Friday, May 02, 2008

How the U.S. income tax works

How the U.S. income tax works

By Marshall Brain

 
 

http://www.JewishWorldReview.com | (MCT) Tax time is upon us once again, and we all heave a collective sigh of resignation. There is nothing we can do about taxes, true. But have you ever wondered where income taxes came from, and why we pay them today? This is actually a fascinating story.

It all started in 1894, when Congress passed the "Revenue Act of 1894." It was a very simple tax. If you made more than $4,000 per year, you paid a 2 percent tax on your income. In 1894, $4,000 per year was a tremendous amount of income - an indication of great wealth. So the income tax of 1894 did not affect very many people, and the amount of tax was small.

Even so, the Supreme Court found the tax to be unconstitutional and struck it down. To get around the Supreme Court, Congress did the only thing it could do - it proposed a constitutional amendment and got it ratified. The 16th amendment reads, "The Congress shall have power to lay and collect taxes on incomes, from whatever source derived, without apportionment among the several States, and without regard to any census or enumeration." This amendment specifically allows there to be an income tax in the United States. It was ratified in 1913.

Now you might be wondering: why in the world would the citizens of the United States ratify an amendment like that? Why would the citizens give congress the ability to create a new kind of tax? It is because, at the time, people were worried about the wealthy having too much money and power. The income tax was seen as a tax that would only be applied to the wealthy, in order to curb their power. The first income tax laws applied only to the very wealthy. As late as 1940, only about 5 percent of the population paid income tax.

Another feature of today's income tax system is the idea of a payroll withholding. Before your tax is due, the government takes it automatically out of your paycheck and holds your money in escrow until April 15. You get no interest on your money and cannot use it in any way. Where did an idea like this come from, and why would Americans allow it? This idea came in 1943 as a way to fund WWII. By withholding the tax up to a year ahead of its due date, the government got the money faster and used it to pay for the war.

So in 1943, the government has two key things: a constitutionally-approved tax system, and the ability take money out of people's pay checks without them ever holding the money in their own hands. All of the ingredients are in place for a massive expansion of the tax system. And sure enough, the system expanded.
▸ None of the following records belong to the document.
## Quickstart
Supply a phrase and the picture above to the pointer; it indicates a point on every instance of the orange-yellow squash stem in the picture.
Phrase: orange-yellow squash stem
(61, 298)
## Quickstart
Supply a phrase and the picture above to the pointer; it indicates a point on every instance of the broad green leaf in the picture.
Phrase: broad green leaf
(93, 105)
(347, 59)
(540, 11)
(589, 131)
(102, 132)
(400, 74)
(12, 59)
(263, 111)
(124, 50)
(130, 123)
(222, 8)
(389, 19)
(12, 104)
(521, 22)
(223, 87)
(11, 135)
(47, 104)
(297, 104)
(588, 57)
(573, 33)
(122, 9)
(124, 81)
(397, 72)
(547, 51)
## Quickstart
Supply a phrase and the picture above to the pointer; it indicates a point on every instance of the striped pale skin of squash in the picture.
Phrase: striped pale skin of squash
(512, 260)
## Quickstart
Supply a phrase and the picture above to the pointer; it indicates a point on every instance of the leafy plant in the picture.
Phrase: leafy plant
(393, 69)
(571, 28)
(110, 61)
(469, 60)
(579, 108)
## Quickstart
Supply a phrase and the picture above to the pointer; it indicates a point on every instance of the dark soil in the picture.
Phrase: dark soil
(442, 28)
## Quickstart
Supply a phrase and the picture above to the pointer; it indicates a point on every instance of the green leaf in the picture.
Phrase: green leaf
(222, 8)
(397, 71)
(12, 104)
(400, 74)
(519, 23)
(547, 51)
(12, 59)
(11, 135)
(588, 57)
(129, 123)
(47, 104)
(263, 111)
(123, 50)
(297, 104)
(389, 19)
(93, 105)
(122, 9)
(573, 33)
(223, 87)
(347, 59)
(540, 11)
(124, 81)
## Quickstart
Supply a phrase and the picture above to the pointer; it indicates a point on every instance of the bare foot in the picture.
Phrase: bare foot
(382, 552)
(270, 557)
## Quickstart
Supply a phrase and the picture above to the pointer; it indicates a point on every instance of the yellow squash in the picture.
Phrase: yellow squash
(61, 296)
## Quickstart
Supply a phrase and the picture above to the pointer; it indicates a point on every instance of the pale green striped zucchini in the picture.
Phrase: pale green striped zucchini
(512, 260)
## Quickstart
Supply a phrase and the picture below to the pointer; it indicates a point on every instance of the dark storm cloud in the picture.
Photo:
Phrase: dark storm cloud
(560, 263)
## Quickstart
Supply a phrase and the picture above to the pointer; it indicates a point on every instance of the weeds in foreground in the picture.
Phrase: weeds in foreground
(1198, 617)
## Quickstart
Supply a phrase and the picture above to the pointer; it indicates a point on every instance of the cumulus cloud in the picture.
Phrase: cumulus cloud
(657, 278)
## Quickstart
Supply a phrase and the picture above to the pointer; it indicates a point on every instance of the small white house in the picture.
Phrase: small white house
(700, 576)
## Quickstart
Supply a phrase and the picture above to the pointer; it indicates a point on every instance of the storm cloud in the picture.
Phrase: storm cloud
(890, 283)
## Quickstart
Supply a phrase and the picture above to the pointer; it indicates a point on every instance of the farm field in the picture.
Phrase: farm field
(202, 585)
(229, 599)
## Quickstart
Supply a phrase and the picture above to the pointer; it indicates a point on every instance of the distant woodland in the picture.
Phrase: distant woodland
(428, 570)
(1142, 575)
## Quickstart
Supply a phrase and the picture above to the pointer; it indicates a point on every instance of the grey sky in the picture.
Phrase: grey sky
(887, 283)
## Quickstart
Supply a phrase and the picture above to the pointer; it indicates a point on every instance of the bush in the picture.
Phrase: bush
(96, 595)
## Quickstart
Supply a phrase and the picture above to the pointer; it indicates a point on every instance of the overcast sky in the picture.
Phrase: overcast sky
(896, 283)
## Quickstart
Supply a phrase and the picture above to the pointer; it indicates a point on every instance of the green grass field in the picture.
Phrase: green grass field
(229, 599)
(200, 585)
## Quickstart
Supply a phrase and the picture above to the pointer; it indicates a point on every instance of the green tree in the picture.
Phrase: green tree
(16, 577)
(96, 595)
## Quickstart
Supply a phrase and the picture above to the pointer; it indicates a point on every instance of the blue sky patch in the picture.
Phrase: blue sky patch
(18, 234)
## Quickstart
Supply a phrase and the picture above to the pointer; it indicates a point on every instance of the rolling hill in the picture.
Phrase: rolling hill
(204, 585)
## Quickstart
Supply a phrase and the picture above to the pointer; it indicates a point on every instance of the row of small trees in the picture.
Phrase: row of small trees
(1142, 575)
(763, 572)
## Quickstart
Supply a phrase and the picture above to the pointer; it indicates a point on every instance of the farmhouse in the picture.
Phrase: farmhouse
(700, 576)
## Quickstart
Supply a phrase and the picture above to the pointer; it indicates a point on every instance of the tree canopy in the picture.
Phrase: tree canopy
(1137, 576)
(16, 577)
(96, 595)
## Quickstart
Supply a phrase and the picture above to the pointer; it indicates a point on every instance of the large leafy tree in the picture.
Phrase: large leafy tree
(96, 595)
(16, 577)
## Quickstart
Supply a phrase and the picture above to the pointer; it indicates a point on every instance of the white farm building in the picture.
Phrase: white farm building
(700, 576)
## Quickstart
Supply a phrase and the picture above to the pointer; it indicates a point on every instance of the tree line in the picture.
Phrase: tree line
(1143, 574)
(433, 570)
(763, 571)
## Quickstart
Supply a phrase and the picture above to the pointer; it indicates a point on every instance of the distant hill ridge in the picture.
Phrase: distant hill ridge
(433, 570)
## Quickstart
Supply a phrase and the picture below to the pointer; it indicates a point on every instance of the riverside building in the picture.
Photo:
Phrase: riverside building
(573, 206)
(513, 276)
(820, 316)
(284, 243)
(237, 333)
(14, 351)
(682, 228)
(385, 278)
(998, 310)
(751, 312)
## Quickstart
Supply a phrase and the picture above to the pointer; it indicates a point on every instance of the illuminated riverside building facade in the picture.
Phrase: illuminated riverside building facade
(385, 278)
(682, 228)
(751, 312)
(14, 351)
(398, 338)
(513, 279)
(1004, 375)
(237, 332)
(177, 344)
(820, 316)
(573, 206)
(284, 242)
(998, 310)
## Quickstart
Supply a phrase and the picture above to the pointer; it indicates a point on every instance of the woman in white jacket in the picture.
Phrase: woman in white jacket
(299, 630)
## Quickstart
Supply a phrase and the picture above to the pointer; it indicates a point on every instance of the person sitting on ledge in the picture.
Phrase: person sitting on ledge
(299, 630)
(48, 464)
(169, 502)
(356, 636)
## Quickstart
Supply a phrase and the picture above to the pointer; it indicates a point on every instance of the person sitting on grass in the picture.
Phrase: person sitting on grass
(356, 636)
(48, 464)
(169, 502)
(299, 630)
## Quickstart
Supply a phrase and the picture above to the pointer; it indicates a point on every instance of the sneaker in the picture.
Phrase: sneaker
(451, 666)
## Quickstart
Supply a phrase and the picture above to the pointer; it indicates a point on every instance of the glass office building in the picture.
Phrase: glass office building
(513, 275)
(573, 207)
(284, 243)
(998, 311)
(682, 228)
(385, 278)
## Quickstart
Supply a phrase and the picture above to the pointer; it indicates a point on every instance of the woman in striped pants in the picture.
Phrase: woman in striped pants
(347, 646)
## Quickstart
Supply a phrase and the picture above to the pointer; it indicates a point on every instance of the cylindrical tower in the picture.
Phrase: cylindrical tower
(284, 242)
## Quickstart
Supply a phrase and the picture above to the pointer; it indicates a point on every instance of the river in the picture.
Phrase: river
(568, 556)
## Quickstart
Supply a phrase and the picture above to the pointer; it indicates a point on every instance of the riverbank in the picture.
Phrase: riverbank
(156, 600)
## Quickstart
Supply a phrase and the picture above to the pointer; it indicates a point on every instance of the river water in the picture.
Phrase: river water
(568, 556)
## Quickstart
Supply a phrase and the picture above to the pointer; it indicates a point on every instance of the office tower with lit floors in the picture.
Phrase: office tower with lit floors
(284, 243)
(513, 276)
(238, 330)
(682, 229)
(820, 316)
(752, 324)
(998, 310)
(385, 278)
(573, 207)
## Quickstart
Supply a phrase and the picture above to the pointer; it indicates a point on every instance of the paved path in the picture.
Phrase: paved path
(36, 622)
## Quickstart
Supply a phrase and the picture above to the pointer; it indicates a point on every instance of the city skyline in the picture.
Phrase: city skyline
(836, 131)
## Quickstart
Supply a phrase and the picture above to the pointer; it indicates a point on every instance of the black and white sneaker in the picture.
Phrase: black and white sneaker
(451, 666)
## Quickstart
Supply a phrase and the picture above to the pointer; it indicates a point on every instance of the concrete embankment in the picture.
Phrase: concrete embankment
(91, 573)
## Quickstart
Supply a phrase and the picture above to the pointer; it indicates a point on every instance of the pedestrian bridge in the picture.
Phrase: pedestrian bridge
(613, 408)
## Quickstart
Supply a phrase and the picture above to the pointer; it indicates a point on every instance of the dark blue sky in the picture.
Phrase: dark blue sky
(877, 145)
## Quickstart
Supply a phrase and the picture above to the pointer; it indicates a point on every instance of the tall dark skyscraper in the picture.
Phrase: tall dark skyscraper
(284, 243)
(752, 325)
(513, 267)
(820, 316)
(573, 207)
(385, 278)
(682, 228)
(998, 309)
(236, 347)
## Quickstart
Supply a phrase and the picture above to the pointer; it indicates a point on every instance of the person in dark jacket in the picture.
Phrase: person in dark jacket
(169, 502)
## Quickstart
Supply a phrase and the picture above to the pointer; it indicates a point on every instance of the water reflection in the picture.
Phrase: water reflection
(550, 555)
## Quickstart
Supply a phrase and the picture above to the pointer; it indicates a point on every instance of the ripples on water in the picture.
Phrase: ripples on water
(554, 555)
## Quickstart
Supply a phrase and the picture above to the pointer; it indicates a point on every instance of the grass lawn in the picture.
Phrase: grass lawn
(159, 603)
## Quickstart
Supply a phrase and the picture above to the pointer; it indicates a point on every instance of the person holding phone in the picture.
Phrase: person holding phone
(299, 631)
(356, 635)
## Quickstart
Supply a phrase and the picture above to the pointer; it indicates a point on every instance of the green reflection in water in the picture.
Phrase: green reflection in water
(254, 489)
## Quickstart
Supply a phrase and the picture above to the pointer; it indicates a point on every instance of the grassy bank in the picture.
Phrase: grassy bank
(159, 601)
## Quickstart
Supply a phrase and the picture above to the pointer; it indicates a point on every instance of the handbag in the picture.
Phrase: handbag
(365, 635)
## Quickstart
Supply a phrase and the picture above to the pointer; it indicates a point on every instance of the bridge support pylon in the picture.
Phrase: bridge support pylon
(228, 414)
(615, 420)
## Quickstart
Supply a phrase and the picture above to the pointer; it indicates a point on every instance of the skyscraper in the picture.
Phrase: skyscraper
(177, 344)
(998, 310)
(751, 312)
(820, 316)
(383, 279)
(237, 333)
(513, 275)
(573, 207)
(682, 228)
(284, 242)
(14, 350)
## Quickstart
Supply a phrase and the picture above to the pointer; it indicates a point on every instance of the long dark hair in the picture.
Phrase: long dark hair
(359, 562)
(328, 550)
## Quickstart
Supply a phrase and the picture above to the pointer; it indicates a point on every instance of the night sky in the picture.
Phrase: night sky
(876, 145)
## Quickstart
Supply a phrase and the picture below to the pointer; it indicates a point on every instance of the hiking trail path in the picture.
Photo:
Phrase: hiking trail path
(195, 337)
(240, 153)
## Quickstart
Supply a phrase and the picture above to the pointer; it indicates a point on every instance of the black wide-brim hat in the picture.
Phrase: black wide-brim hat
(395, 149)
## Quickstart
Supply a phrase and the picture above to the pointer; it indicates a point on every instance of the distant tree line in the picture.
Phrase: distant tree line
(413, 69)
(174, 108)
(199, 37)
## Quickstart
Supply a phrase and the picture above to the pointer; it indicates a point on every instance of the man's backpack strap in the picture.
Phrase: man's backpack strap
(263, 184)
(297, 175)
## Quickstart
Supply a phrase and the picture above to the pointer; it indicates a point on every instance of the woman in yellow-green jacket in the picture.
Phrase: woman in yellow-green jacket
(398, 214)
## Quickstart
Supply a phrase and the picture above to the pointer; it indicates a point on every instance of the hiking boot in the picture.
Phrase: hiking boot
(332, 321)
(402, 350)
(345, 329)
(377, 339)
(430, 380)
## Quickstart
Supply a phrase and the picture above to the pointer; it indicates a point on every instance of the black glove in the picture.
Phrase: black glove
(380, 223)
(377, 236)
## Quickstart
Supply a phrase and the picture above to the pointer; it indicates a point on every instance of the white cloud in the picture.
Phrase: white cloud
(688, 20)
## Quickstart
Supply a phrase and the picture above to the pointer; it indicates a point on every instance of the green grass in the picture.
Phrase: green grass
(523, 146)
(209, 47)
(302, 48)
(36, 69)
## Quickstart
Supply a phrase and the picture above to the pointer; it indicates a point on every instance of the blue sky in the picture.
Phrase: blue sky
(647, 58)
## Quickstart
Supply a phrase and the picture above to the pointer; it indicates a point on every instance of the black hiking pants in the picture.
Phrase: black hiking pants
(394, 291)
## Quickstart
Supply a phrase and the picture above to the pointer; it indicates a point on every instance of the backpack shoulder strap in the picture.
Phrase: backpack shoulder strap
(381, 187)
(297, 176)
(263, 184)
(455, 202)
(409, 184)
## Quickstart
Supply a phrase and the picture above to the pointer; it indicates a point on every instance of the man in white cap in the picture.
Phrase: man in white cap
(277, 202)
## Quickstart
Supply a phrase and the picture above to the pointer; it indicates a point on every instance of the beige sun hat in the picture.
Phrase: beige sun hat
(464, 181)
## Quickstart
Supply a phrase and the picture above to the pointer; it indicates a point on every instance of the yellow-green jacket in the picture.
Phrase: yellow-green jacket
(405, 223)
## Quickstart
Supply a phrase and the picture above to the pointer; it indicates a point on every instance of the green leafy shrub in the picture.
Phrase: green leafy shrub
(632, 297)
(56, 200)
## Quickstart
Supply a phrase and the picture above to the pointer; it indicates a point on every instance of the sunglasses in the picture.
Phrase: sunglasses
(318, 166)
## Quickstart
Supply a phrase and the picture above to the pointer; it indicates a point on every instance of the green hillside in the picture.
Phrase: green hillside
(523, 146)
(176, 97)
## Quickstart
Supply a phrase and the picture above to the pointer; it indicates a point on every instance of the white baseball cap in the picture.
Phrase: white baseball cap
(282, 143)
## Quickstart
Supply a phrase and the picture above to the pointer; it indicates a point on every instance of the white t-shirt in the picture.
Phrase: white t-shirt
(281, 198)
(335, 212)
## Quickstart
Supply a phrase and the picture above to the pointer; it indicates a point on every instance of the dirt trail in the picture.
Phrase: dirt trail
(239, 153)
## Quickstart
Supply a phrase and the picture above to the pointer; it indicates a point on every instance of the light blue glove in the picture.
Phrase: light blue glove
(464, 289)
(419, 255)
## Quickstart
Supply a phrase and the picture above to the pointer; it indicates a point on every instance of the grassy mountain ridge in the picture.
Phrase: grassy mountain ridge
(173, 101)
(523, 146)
One way to track the expansion is to look at the size of the tax code. In 1945, the federal tax rules fit in about 8,000 pages. By 1965 it took about 20,000 pages. In 2006, the number had grown to 66,000 pages. How many pages is that? A phone book might have 1,000 pages, so imagine 66 phone books lined up on a long shelf. It would be about 20 feet of phone books. That's our tax code.

If you look at the instructions for the basic 1040 form, you see the same kind of thing. The 1040 form is only two pages long. In 1945 it took four pages of instructions to explain it. By 1965 it took 17 pages. Today it takes more than 140 pages.

The complexity of the tax code means that many people can no longer file their own tax returns. So there are now more than one million paid tax preparers in the United States. Many of them are employed by the top three tax preparation companies: H&R Block, Jackson-Hewitt and Liberty. Together these companies handle more than 20 million customers per year.

Somehow, we all manage to muddle through, and we file something like 100 million individual taxable returns in a typical year. Using very round numbers here to keep things simple, these tax returns represent income of about $5 trillion. The total tax collected on that income is about $1 trillion, or roughly $10,000 per 1040 form, on average. That money combines with social security taxes ($900 billion), corporate income taxes ($260 billion) and other things like tariffs to create about $2.4 trillion in total federal revenue in 2007. It takes over 100,000 IRS employees to handle the load.

So, as you are burning the midnight oil to complete you tax returns, scratching your head over some incomprehensible rule or form, you now know a little bit of the history that got us here. We've come a very long way since the first income tax in 1913!